To address this issue, we determined the intracellular level of l-alanine in the parent strain MLA301 in the presence or absence of chloramphenicol, a translational inhibitor (Fig. 4a). As expected, intracellular l-alanine was retained at a higher level in the presence of chloramphenicol, corresponding to R428 concentration a two- to fivefold increased concentration during the incubation time of between 5 and 10 min, compared with the level in the absence of chloramphenicol (Fig. 4a).
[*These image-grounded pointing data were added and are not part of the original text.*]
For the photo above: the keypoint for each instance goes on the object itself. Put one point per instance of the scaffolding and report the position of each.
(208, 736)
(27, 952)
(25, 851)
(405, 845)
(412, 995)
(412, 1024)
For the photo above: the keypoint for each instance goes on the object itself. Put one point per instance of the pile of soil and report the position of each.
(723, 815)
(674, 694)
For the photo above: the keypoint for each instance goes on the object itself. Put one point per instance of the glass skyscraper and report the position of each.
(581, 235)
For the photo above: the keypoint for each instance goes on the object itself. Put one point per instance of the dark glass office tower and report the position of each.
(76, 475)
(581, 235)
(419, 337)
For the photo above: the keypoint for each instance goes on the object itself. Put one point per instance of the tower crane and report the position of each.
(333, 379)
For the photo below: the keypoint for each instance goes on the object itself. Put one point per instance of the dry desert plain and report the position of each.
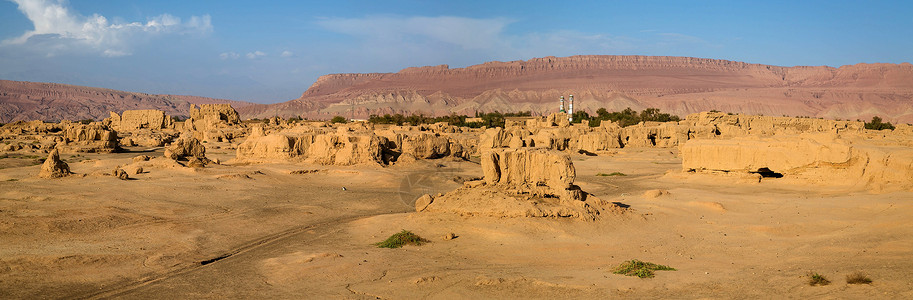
(216, 208)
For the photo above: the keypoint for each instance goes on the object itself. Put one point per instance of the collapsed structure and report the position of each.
(801, 150)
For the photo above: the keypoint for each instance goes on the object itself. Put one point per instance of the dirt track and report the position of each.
(294, 236)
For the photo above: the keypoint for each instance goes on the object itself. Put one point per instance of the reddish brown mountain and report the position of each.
(680, 85)
(21, 100)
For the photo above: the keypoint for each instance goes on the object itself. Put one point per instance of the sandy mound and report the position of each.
(521, 183)
(53, 167)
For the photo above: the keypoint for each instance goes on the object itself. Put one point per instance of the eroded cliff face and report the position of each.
(20, 100)
(681, 85)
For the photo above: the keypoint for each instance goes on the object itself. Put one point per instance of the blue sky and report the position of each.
(271, 52)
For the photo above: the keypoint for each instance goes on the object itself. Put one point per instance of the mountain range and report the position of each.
(678, 85)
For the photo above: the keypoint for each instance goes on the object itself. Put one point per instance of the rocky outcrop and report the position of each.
(347, 149)
(818, 159)
(426, 146)
(521, 183)
(329, 148)
(186, 148)
(53, 167)
(20, 100)
(132, 120)
(673, 84)
(88, 138)
(210, 113)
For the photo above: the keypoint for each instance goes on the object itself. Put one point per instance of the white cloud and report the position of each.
(467, 33)
(255, 54)
(229, 55)
(59, 29)
(417, 40)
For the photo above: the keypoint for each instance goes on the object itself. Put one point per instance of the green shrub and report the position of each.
(339, 119)
(612, 174)
(639, 268)
(876, 124)
(817, 279)
(858, 278)
(402, 238)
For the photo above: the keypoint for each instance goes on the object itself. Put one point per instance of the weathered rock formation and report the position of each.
(186, 148)
(132, 120)
(20, 100)
(53, 167)
(818, 159)
(680, 85)
(90, 138)
(521, 183)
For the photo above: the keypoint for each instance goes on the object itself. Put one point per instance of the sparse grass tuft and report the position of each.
(858, 278)
(817, 279)
(612, 174)
(639, 268)
(402, 238)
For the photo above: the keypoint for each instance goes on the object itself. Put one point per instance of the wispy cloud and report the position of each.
(255, 54)
(229, 55)
(467, 33)
(59, 29)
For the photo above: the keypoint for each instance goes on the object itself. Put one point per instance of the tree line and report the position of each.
(624, 118)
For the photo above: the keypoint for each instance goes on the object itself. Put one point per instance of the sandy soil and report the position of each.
(257, 231)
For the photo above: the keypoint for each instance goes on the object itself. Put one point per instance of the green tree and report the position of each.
(876, 124)
(339, 119)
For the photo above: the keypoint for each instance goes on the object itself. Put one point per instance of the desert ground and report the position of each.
(246, 224)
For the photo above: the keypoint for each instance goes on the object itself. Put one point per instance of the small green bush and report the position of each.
(817, 279)
(339, 119)
(876, 124)
(612, 174)
(639, 268)
(858, 278)
(402, 238)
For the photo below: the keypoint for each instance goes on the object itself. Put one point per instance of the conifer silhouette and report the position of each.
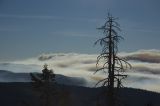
(44, 85)
(112, 65)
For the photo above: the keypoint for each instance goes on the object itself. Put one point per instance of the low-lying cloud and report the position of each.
(145, 67)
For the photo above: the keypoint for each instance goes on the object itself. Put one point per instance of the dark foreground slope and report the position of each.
(21, 94)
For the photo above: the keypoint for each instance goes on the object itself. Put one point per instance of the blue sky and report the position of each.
(32, 27)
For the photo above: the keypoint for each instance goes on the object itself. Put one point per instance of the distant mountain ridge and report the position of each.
(8, 76)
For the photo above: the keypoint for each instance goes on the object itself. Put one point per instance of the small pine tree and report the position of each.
(44, 84)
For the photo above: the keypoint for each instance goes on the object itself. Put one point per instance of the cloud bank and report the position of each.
(145, 72)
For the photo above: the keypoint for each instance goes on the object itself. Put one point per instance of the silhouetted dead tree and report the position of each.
(44, 84)
(108, 61)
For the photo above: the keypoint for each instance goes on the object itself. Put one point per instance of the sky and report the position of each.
(32, 27)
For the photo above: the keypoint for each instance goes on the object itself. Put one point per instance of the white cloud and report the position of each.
(145, 63)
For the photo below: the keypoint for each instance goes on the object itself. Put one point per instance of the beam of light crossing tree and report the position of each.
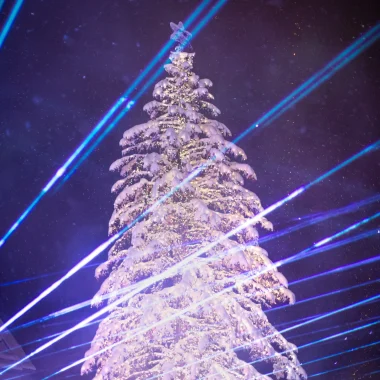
(214, 355)
(317, 218)
(154, 77)
(97, 251)
(87, 303)
(314, 343)
(230, 288)
(303, 90)
(169, 272)
(265, 311)
(106, 118)
(221, 255)
(9, 22)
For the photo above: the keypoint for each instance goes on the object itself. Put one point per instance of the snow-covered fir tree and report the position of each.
(179, 137)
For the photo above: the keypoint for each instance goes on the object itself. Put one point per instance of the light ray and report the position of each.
(344, 367)
(317, 79)
(110, 241)
(222, 254)
(214, 355)
(342, 210)
(8, 23)
(106, 118)
(154, 77)
(167, 273)
(310, 220)
(317, 342)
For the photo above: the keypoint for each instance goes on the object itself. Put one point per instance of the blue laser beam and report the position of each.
(195, 173)
(110, 241)
(344, 367)
(154, 77)
(184, 311)
(360, 303)
(338, 291)
(312, 250)
(167, 273)
(312, 344)
(122, 291)
(321, 76)
(309, 333)
(317, 218)
(115, 293)
(8, 23)
(106, 118)
(214, 355)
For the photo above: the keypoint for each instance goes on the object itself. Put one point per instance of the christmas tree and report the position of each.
(157, 156)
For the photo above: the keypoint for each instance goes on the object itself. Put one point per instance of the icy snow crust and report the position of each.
(157, 156)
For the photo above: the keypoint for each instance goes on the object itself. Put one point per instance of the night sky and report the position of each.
(64, 63)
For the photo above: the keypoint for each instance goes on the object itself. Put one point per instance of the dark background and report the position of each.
(65, 62)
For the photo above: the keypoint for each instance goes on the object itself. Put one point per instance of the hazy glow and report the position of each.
(8, 24)
(167, 273)
(317, 79)
(107, 117)
(320, 341)
(346, 366)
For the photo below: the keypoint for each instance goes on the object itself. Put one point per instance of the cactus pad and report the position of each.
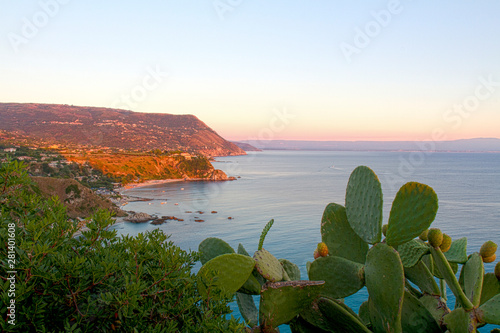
(342, 277)
(268, 266)
(458, 251)
(333, 316)
(212, 247)
(363, 204)
(280, 302)
(224, 274)
(384, 268)
(338, 235)
(446, 244)
(473, 273)
(489, 312)
(416, 318)
(291, 269)
(411, 252)
(248, 309)
(490, 259)
(412, 212)
(488, 249)
(491, 287)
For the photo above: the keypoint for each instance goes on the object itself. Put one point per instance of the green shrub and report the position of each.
(98, 281)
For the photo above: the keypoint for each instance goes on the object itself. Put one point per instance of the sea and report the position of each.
(294, 187)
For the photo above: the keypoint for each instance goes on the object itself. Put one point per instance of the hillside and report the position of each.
(128, 168)
(113, 128)
(79, 200)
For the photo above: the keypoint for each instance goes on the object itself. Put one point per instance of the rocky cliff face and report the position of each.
(113, 128)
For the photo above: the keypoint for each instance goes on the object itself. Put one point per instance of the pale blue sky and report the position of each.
(326, 70)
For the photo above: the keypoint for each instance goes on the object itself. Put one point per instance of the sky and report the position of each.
(259, 70)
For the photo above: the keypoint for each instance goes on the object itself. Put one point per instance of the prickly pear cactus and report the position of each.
(342, 277)
(363, 204)
(412, 212)
(268, 266)
(280, 302)
(338, 235)
(224, 275)
(384, 278)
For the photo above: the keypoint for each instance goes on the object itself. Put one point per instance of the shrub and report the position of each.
(95, 282)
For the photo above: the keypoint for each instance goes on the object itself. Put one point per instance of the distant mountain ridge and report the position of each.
(464, 145)
(113, 128)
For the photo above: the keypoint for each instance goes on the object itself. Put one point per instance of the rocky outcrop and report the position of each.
(139, 218)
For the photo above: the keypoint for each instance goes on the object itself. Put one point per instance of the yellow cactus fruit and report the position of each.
(384, 229)
(489, 259)
(446, 244)
(435, 237)
(316, 254)
(423, 235)
(488, 249)
(322, 249)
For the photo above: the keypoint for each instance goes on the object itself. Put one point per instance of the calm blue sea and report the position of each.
(293, 188)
It
should be noted that ethanol, which had been used to prepare a chloramphenicol stock solution, did not influence the intracellular level of l-alanine in this strain. This result clearly indicates that the expression of an l-alanine efflux system is induced under the conditions used. In contrast, LAX12 showed a similar intracellular I-BET-762 chemical structure l-alanine level irrespective of the presence or absence of chloramphenicol (Fig. 4b). Similarly, intracellular l-alanine in LAX16 did not change in the presence of chloramphenicol compared
with the level observed in the absence of chloramphenicol (data not shown). These results indicated that LAX12 and LAX16 lacked an inducible l-alanine export system. Because bacterial cells need to balance their metabolism, anabolism and catabolism, for healthy growth, even natural metabolites can cause growth arrest if they accumulate intracellularly to an extremely high level due to an imbalance. Indeed, such cases have been found for several amino acids, where the inability to export these compounds due to dysfunction of the relevant export systems leads to growth inhibition (Vrljic et al., 1996; Levetiracetam Simic et al., 2001; Kennerknecht et al., 2002). On the basis of this phenomenon, we isolated mutants, LAX12 and LAX16, lacking the ability to export l-alanine and showing extensive intracellular accumulation of l-alanine
when they were incubated in the presence of an l-alanine-containing dipeptide (Fig. 3a). Although the extent of growth inhibition of LAX12 and LAX16 in minimal medium containing Ala–Ala was somewhat different, both mutants started to grow after a period of cultivation (Fig. 2). The delayed growth might have been due to the appearance of revertants that had the same sensitivity to Ala–Ala as the parent strain. However, this possibility is very unlikely, because clones obtained after prolonged cultivation showed almost the same sensitivity to Ala–Ala as the respective original mutants (data not shown). Therefore, the growth delay in the presence of Ala–Ala seemed to be an inherent property of each mutant, and was not due to reversion. In a previous study on the l-cysteine export system of E. coli, a multicopy plasmid harboring the multidrug exporter bcr gene rendered the cells capable of exporting l-cysteine, suggesting that Bcr was involved in the export of the amino acid (Yamada et al., 2006).